The Beginning of Water Fluoridation / Monroe Avenue Plant
The Beginning of Water Fluoridation
On January 25, 1945, Grand Rapids became the first city in the world to add fluoride to its public water supply. The city, along with the U.S. Public Health Service, the Michigan Department of Health, and the University of Michigan School of Dentistry, began a ten-year study to determine the effectiveness of fluoride in the prevention of tooth decay, The city was chosen as a test site because of its large population of school-age children; its closeness to Lake Michigan, which is mostly free of natural fluoride; and its proximity to Muskegon, which served as the control city. By 1955 the study had shown a sixty-five percent reduction in tooth decay and led to the adoption of fluoridation as a accepted public health measure.

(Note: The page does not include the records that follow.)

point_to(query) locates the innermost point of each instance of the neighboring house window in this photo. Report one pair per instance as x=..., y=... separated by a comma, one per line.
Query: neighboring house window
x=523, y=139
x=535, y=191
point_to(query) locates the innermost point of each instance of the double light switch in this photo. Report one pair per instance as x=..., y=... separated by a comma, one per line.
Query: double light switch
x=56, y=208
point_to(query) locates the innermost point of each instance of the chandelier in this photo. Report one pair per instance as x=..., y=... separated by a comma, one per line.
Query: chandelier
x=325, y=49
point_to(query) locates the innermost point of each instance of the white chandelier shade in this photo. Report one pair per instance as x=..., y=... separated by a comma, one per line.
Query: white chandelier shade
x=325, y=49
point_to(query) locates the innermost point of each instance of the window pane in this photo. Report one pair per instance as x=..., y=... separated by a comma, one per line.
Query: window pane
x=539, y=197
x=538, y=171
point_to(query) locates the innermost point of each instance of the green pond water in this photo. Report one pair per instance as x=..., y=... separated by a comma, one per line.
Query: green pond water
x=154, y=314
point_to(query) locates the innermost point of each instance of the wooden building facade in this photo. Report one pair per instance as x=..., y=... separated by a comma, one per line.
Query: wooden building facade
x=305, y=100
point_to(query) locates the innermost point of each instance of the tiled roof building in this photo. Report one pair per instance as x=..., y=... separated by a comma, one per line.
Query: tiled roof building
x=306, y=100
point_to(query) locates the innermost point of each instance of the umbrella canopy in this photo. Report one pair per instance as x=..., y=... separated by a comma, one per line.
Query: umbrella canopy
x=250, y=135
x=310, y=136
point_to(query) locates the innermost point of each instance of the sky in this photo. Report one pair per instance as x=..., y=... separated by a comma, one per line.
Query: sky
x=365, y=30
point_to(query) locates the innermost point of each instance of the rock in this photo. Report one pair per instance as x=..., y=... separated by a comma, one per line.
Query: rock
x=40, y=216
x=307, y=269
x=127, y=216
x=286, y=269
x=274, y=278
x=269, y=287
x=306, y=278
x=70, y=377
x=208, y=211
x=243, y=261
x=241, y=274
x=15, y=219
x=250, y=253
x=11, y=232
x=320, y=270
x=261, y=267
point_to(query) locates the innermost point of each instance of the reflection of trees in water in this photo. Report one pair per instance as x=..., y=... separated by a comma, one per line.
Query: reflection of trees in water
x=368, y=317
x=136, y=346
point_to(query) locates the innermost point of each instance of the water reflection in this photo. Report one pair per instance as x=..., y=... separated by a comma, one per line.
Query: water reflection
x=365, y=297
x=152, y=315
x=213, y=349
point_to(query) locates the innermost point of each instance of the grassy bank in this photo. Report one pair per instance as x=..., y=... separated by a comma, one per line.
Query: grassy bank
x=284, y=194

Monroe Avenue Water Filtration Plant
During the late nineteenth century, Grand Rapids residents relied on private companies to provide purified drinking water. As the city grew, so did the need for clean water. In 1900 a city-owned facility was proposed, but the plans were thwarted by a bribery and conspiracy scandal involving city officials. Ten years later, however, citizens approved a bod to build this facility, which was designed by Rudolph Hering and George Fuller of New York. The plant was expanded in 1924, and a pipeline to Lake Michigan was added in 1938. A final expansion occurred in 1957, but the plant ceased operation in 1961. At its peak, this facility could treat sixty million gallons of water a day.